Nicholas Joe Howard Coles (born 1947 in Leeds, England) is a British-American scholar in working-class literature and composition studies, and is Professor Emeritus of English at the University of Pittsburgh.[1]

Life edit

He holds BA and MA degrees from Oxford University (Coles was educated at Balliol College, where he was awarded a first-class undergraduate degree), and he holds MA and PhD degrees from the State University of New York at Buffalo. His 1981 PhD dissertation was titlede The Making of a Monster: The Working Class in the Industrial Novels and Social Investigations of 1830–1855.

He wrote and taught about literacy, pedagogy, contemporary poetry, and teacher-research. His best-known book, Working Classics (1990), co-edited with Peter Oresick, was the first to highlight a seldom acknowledged working-class presence within contemporary American poetry.[2]
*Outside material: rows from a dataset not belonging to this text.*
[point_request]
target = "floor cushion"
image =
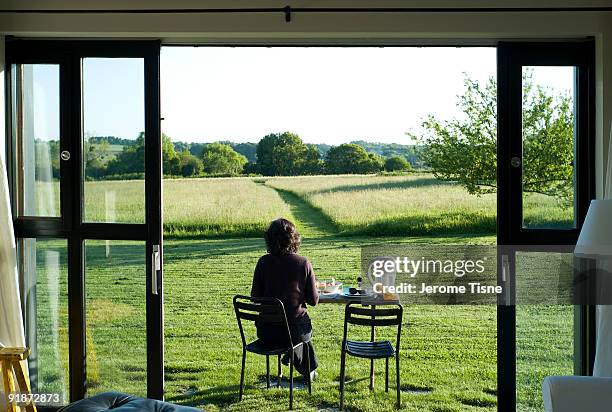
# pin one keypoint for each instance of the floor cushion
(121, 402)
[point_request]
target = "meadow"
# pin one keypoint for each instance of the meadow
(413, 205)
(214, 226)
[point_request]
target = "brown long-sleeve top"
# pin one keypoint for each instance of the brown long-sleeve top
(289, 278)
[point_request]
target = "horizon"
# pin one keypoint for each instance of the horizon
(325, 95)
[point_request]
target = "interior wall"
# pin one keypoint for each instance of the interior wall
(2, 105)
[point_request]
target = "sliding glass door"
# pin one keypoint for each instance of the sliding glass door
(85, 171)
(545, 180)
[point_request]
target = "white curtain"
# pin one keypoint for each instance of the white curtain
(11, 322)
(603, 354)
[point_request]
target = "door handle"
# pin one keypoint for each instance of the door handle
(506, 278)
(155, 268)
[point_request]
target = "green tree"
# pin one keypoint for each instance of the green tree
(352, 158)
(189, 165)
(280, 154)
(220, 158)
(132, 158)
(311, 162)
(397, 164)
(465, 149)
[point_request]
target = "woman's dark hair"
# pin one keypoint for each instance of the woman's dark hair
(282, 238)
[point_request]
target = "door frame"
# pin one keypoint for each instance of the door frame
(69, 54)
(511, 235)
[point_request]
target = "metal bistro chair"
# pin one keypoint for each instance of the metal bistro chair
(272, 312)
(390, 315)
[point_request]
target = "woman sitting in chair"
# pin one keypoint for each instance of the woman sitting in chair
(289, 277)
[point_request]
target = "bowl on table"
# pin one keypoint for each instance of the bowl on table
(330, 286)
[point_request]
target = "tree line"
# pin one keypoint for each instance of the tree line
(276, 154)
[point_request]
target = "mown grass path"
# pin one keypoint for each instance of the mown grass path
(311, 223)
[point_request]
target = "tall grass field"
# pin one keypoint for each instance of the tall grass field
(213, 240)
(372, 205)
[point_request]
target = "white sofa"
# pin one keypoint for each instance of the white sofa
(577, 394)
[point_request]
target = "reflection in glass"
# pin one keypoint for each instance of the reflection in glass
(113, 140)
(36, 130)
(44, 276)
(115, 317)
(548, 147)
(544, 330)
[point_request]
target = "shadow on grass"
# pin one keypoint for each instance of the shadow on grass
(311, 220)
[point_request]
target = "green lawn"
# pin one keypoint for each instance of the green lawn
(448, 354)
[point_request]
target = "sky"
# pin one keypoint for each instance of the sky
(324, 94)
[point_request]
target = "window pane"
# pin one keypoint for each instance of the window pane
(116, 317)
(113, 140)
(36, 133)
(44, 276)
(548, 147)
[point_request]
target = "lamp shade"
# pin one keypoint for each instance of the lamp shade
(596, 235)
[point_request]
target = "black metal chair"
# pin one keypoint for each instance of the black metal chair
(268, 311)
(389, 315)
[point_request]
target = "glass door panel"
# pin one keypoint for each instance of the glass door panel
(545, 183)
(544, 323)
(44, 278)
(35, 110)
(116, 335)
(548, 147)
(113, 140)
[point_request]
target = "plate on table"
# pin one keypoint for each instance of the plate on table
(330, 287)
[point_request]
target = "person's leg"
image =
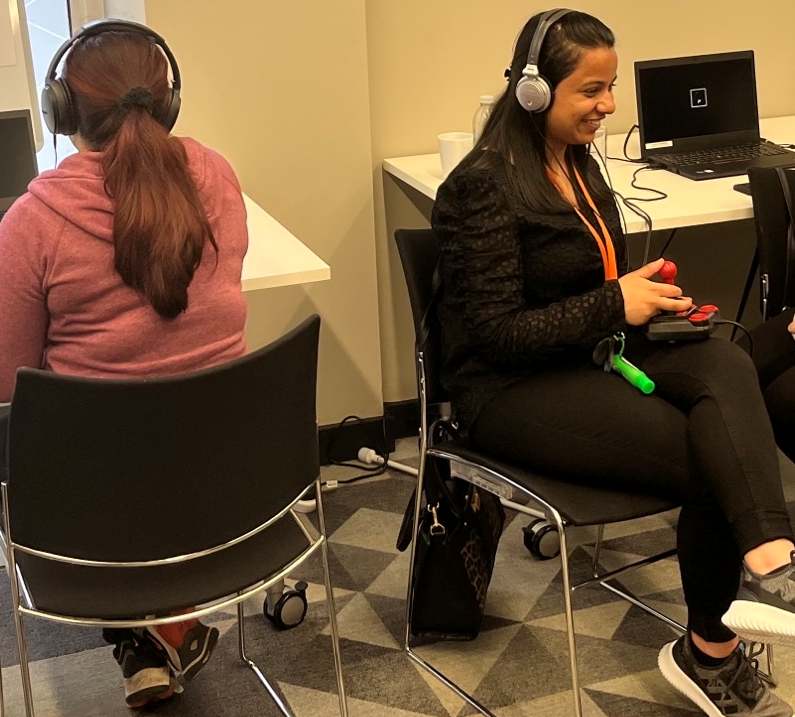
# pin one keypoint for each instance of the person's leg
(588, 426)
(774, 358)
(733, 447)
(4, 442)
(780, 401)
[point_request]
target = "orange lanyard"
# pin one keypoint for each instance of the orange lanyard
(603, 241)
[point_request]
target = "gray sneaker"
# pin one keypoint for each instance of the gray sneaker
(733, 689)
(764, 610)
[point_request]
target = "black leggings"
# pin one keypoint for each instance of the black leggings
(703, 437)
(774, 356)
(3, 442)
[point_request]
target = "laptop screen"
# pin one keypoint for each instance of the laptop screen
(697, 102)
(17, 156)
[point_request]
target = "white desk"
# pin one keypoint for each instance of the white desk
(275, 257)
(689, 203)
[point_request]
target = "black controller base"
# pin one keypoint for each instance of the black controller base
(693, 325)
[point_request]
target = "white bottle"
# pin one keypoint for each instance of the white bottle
(481, 115)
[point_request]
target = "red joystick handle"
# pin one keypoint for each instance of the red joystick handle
(668, 272)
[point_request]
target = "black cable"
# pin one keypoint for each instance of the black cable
(668, 241)
(626, 157)
(369, 470)
(738, 325)
(660, 194)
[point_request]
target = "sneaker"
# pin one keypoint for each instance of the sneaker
(188, 644)
(147, 676)
(734, 688)
(764, 610)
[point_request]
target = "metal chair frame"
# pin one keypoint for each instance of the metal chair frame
(24, 605)
(497, 484)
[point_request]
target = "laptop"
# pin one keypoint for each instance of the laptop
(18, 164)
(698, 116)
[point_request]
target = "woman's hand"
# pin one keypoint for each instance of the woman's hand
(644, 298)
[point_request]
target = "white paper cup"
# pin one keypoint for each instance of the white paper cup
(452, 148)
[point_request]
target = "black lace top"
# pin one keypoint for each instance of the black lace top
(520, 289)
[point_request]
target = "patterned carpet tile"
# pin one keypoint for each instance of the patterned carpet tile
(519, 664)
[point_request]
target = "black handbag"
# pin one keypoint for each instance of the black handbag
(460, 529)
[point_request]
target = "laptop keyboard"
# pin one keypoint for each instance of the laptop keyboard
(721, 155)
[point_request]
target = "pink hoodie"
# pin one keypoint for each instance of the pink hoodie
(63, 306)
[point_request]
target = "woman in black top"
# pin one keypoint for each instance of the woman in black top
(534, 272)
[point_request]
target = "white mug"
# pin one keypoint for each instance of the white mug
(453, 146)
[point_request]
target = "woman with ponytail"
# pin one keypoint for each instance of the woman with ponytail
(124, 261)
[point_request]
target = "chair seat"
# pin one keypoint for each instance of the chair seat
(577, 504)
(131, 593)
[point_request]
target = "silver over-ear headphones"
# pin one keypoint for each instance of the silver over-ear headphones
(57, 103)
(532, 90)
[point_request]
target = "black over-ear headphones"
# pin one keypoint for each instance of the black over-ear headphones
(532, 90)
(57, 104)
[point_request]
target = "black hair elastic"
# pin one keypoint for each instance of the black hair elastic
(136, 97)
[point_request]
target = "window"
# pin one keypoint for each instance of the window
(48, 26)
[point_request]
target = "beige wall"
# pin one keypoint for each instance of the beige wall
(280, 88)
(307, 98)
(429, 61)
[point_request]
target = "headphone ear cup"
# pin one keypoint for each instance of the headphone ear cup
(169, 118)
(57, 108)
(533, 93)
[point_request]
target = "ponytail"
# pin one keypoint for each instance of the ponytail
(159, 223)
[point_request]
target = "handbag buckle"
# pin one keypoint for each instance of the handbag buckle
(436, 528)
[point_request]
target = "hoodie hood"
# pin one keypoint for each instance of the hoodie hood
(75, 190)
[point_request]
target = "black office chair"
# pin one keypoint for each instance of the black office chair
(563, 504)
(134, 498)
(774, 218)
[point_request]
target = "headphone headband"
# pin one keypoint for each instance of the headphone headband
(97, 28)
(56, 98)
(533, 91)
(548, 19)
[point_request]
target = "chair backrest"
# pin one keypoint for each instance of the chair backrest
(772, 194)
(419, 256)
(143, 469)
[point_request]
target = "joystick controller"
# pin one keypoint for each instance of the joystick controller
(698, 322)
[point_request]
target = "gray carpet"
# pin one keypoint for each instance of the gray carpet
(517, 666)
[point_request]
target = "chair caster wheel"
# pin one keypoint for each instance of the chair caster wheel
(290, 609)
(541, 539)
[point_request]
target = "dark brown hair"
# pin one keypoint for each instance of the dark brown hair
(159, 223)
(518, 136)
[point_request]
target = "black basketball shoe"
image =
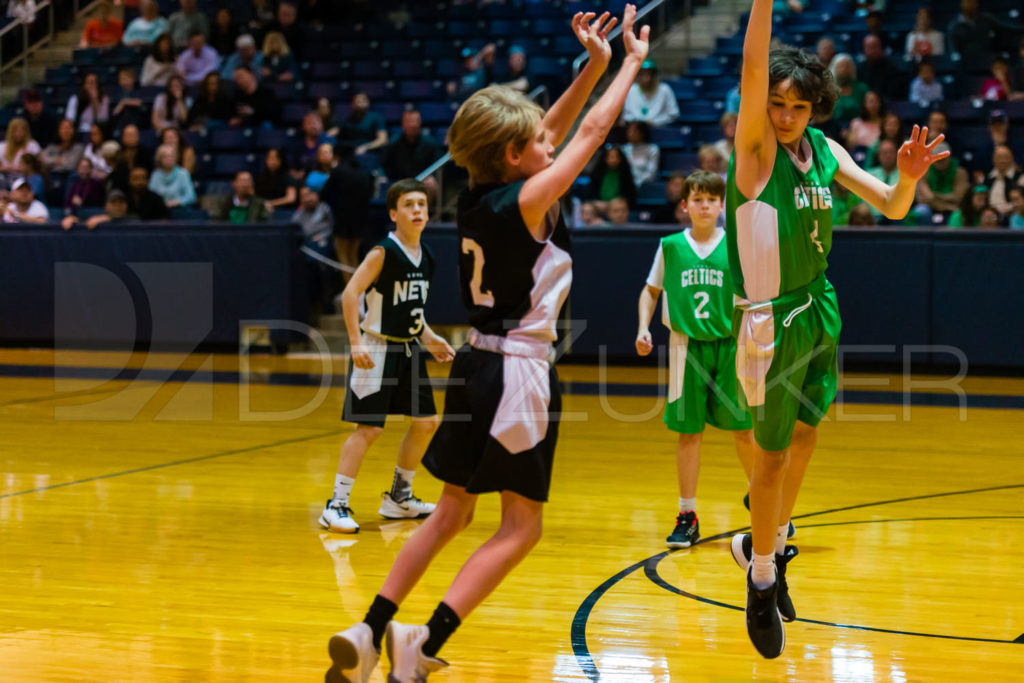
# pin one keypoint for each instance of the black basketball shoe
(747, 504)
(687, 530)
(764, 625)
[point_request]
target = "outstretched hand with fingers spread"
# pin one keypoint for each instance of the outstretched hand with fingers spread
(636, 46)
(594, 35)
(915, 156)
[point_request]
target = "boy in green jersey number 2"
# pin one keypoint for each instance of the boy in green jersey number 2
(691, 267)
(778, 229)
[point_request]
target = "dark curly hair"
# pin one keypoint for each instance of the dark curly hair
(811, 78)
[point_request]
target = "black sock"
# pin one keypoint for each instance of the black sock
(381, 611)
(442, 624)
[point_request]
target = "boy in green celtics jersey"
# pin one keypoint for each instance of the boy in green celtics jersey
(388, 372)
(778, 227)
(691, 267)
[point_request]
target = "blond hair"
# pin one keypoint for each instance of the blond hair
(484, 125)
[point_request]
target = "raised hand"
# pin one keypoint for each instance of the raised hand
(593, 35)
(915, 156)
(636, 46)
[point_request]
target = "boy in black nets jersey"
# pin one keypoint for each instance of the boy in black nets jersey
(502, 408)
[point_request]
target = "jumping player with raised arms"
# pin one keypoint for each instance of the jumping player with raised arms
(778, 227)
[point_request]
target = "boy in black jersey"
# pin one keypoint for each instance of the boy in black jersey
(502, 406)
(388, 373)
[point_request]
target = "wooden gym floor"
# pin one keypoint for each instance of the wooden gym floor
(159, 523)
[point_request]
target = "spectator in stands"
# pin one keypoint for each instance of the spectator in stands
(315, 218)
(85, 189)
(275, 184)
(171, 107)
(224, 33)
(1005, 174)
(517, 79)
(171, 181)
(825, 49)
(213, 108)
(924, 41)
(89, 105)
(22, 10)
(147, 27)
(33, 170)
(866, 128)
(974, 34)
(144, 204)
(879, 73)
(943, 187)
(477, 72)
(969, 214)
(103, 31)
(132, 155)
(115, 211)
(243, 206)
(323, 166)
(1015, 220)
(254, 104)
(997, 86)
(710, 159)
(644, 157)
(325, 110)
(649, 99)
(279, 65)
(17, 141)
(611, 177)
(892, 129)
(184, 154)
(23, 207)
(926, 89)
(851, 90)
(42, 123)
(363, 127)
(160, 66)
(245, 55)
(185, 23)
(349, 189)
(128, 110)
(411, 152)
(198, 59)
(728, 125)
(287, 25)
(861, 215)
(673, 196)
(590, 216)
(62, 155)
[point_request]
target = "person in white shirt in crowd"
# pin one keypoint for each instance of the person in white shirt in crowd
(23, 207)
(644, 157)
(649, 99)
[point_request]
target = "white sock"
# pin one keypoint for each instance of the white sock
(342, 487)
(401, 484)
(780, 537)
(763, 573)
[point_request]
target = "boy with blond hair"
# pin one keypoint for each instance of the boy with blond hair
(502, 409)
(691, 269)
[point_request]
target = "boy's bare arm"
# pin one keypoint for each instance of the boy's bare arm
(593, 36)
(360, 282)
(543, 189)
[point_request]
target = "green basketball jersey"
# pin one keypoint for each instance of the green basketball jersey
(697, 291)
(780, 241)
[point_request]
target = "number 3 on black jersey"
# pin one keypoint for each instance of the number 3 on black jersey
(480, 297)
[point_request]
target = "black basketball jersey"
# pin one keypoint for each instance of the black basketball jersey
(395, 300)
(512, 285)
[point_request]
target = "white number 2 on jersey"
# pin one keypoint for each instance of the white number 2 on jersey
(702, 298)
(480, 297)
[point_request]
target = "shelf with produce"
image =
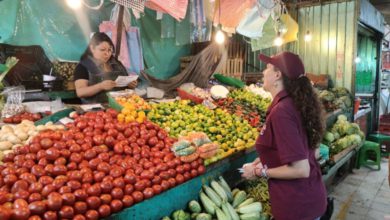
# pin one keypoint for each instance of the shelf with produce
(343, 160)
(182, 194)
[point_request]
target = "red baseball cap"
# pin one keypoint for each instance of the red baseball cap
(288, 63)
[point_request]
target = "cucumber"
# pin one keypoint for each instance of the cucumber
(220, 214)
(219, 190)
(226, 211)
(212, 195)
(246, 202)
(251, 208)
(208, 205)
(194, 206)
(203, 216)
(235, 191)
(233, 213)
(250, 216)
(226, 187)
(239, 198)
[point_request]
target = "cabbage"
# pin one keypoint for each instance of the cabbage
(329, 137)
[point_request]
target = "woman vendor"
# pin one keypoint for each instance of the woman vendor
(97, 71)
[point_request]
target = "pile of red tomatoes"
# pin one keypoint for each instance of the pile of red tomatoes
(93, 169)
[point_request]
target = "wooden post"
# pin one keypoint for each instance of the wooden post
(119, 26)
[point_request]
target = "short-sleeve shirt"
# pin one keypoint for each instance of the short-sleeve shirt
(283, 140)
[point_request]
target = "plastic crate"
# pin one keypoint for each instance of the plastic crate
(185, 95)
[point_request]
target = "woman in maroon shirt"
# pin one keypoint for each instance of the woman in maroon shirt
(286, 144)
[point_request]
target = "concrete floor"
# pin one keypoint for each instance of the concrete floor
(363, 195)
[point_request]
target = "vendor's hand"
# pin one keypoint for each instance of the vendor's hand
(107, 85)
(133, 84)
(249, 171)
(255, 162)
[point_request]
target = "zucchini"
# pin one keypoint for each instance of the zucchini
(226, 211)
(212, 195)
(226, 187)
(239, 198)
(208, 205)
(219, 190)
(220, 214)
(194, 215)
(194, 206)
(232, 212)
(250, 216)
(253, 207)
(203, 216)
(235, 191)
(246, 202)
(186, 151)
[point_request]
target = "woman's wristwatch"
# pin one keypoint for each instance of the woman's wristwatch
(263, 172)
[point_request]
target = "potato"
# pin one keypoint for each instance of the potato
(7, 152)
(16, 146)
(13, 139)
(41, 128)
(7, 128)
(60, 127)
(21, 135)
(5, 145)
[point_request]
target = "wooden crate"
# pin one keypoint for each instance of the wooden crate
(233, 68)
(341, 154)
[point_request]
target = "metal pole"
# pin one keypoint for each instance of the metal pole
(119, 26)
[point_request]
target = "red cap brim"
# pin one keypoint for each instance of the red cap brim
(265, 58)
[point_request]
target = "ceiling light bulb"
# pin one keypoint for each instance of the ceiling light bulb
(357, 60)
(219, 37)
(74, 4)
(278, 40)
(308, 36)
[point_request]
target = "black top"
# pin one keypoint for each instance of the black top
(80, 72)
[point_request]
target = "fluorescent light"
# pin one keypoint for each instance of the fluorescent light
(219, 37)
(74, 4)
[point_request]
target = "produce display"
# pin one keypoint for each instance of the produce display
(193, 146)
(231, 132)
(14, 136)
(130, 114)
(252, 99)
(258, 91)
(217, 201)
(16, 119)
(342, 135)
(65, 69)
(95, 168)
(258, 190)
(243, 109)
(133, 100)
(336, 98)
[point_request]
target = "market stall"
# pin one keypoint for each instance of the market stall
(181, 140)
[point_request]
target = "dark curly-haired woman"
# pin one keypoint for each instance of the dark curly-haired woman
(287, 142)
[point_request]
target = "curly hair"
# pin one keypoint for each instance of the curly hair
(308, 105)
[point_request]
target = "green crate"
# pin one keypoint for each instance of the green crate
(178, 197)
(55, 117)
(113, 104)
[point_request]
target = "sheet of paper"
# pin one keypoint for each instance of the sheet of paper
(91, 106)
(122, 81)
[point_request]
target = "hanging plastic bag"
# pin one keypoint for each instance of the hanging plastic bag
(13, 106)
(229, 13)
(110, 28)
(292, 28)
(167, 27)
(176, 8)
(200, 26)
(252, 24)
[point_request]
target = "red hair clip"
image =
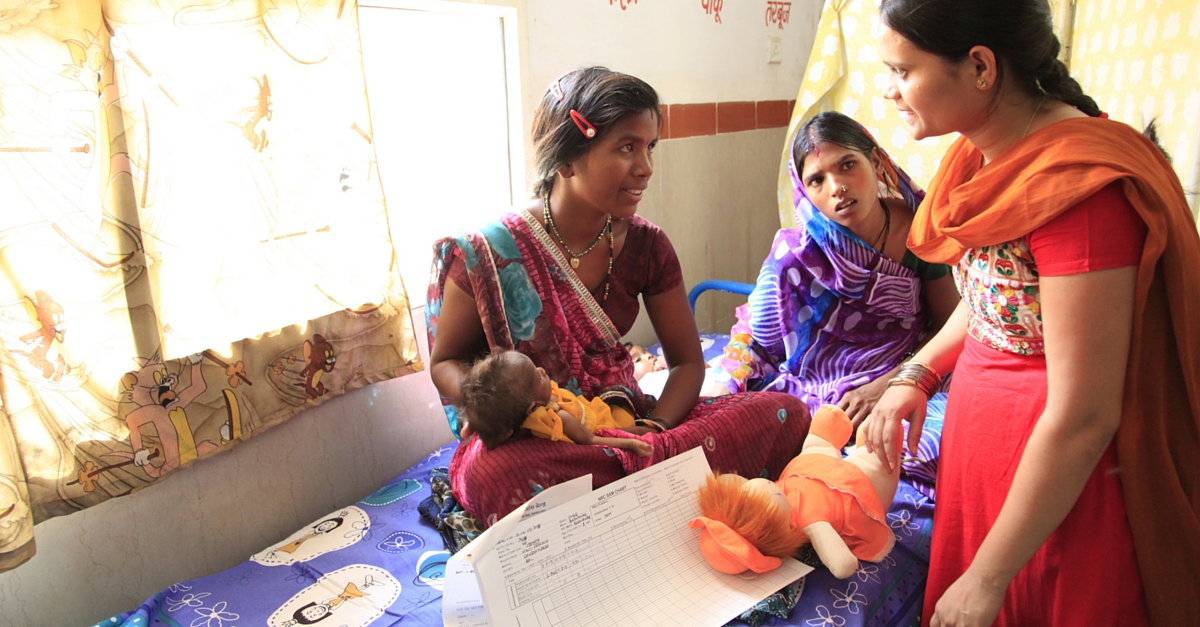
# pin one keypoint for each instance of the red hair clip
(583, 124)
In the 1990s he was also field director of the National Writing Project, based at the University of California at Berkeley. Until 2002 he directed the Western Pennsylvania Writing Project, a site of the National Writing Project, working to improve students’ writing and academic performance in K-12 schools.

Family edit

Coles's father, John Howard Coles, was a solicitor in Leeds, U.K., and co-founded the Leeds law firm Walker Morris [2]. Coles has lived in the United States since 1972 and is currently a citizen. He has lived in Buffalo, N.Y., Boulder, Colo., and primarily in Pittsburgh, Pa. In 1990 he separated from his ex-wife and the mother of his elder son. For 20 years he lived with psychotherapist, author, and painter Jennifer Matesa and their son, Jonathan Coles [3], in Pittsburgh, Pa.

Works edit

  • Nicholas Coles; Peter Oresick, eds. (1995). For a living: the poetry of work. University of Illinois Press. ISBN 978-0-252-06410-4.
  • Peter Oresick; Nicholas Coles, eds. (1990). Working classics: poems on industrial life. University of Illinois Press. ISBN 978-0-252-06133-2. nicholas coles.
  • Nicholas Coles; Janet Zandy, eds. (2007). American working-class literature: an anthology. Oxford University Press. ISBN 978-0-19-514456-7.